Algunos de vosotros habéis sido objeto de estos ataques en mayor grado de lo que probablemente volveréis a sufrir; habéis tenido pruebas, tribulaciones y aflicciones hasta el límite de lo que podéis soportar; y después de haber estado tanto tiempo en filas, ¿vais a ceder, huyendo como cobardes? ¡No lo permita Dios! Al contrario, permita Dios que los veteranos entre vosotros tengáis el placer, no sólo de ganar batallas para Cristo, sino de ver a otros, que han sido salvos por vuestra instrumentalidad, prepararse para luchar por Jesús mejor de lo que habéis luchado vosotros. El otro día leí una historia, y con esto concluyo, deseando tener yo mismoeste gozo que os deseo a todos en las cosas espirituales. Diágoras de Rodas había ganado en sus buenos tiempos muchos laureles en los juegos olímpicos. Tenía dos muchachos, y los educó para la misma profesión. Llegó el día en que sus propias fuerzas disminuyeron, y no podía ya luchar en persona; pero iba a los juegos olímpicos con sus dos hijos. Vela los golpes que daban y recibían, y se regocijaba cuando descubría que ambos vencían. Un lacedemonio le dijo: «Ya puedes morir, Diágoras»; dando a entender que el anciano podía morir contento porque había obtenido, en su propia persona y en las de sus hijos, los más altos honores. Al parecer el anciano pensaba lo mismo, pues cuando sus dos hijos vinieron, y llevaron en hombros a su padre por la arena en medio de los atronadores aplausos de la multitud, murió desbordado por la emoción ante los ojos de los griegos reunidos. Habría sido más prudente seguir viviendo, pues tenía un tercer hijo que llegó a poseer más renombre que los otros dos; pero falleció en una oleada de victoria. Ojalá, hermanos, tengáis hijos espirituales que ganen batallas para el Señor, y que vosotros viváis para verles hacerlo; entonces podréis decir, como el anciano Simeón: «Ahora despide, Señor, a tu siervo, conforme a tu palabra, en paz.»

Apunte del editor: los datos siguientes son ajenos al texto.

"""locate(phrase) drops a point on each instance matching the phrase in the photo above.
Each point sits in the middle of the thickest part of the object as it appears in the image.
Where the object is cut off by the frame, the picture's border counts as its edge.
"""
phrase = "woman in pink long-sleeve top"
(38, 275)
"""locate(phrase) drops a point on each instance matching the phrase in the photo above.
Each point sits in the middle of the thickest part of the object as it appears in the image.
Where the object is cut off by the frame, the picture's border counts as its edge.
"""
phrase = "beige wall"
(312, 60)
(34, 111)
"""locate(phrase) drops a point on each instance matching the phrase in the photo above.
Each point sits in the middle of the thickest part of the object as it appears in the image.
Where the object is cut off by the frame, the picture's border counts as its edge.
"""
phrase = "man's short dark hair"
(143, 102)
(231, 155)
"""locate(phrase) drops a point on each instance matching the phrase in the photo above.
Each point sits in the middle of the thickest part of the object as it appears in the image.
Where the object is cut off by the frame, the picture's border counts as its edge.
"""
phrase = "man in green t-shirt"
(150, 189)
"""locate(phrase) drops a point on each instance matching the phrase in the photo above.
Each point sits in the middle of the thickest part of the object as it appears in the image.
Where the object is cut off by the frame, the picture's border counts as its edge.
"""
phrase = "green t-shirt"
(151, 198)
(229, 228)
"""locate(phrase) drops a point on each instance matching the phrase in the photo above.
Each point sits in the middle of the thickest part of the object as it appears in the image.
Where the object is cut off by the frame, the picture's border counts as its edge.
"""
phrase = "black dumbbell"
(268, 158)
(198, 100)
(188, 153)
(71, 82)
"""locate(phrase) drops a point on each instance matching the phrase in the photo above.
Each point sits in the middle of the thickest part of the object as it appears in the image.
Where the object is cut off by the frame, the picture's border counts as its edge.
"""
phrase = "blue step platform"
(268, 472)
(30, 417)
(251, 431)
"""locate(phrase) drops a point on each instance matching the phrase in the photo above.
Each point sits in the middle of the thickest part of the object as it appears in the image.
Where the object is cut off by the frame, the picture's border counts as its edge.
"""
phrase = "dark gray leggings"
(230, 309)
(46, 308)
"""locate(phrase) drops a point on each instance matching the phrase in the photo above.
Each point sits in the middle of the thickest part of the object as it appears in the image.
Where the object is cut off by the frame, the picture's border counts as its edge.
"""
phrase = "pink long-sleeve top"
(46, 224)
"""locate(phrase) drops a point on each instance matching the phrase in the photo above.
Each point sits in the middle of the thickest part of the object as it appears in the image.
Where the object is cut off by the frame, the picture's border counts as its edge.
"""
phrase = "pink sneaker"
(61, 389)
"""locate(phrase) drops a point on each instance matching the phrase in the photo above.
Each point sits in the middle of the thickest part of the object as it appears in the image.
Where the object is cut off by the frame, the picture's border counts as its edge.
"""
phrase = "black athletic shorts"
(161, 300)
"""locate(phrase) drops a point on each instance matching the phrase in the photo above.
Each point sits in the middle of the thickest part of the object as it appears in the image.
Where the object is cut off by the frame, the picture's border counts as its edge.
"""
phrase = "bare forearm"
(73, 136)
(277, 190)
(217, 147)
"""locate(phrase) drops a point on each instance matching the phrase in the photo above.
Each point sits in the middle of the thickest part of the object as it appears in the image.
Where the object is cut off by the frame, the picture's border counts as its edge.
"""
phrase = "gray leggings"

En el nombre del Dios bendito levantamos hoy de nuevo los estandartes. Nuestra consigna es «Victoria». Nos proponemos vencer en la gran causa del puritanismo, protestantismo, calvinismo, -nombres pobres todos ellos, que el mundo ha dado a nuestra grande y gloriosa fe- la doctrina del apóstol Pablo, el Evangelio de nuestro Señor y Salvador Jesucristo. Podemos tanto atacar como resistir los ataques que se nos lancen. Por la gracia divina, nos es dada energía y paciencia; podemos obrar y podemos esperar. Que la vida de Dios en nosotros produzca sus fuerzas más poderosas, y nos haga resistentes hasta lo sumo de las posibilidades humanas, y entonces alcanzaremos la victoria, y daremos toda la gloria de ella a nuestro Caudillo Omnipotente. ¡Amados, que el Señor esté con vosotros! Amén.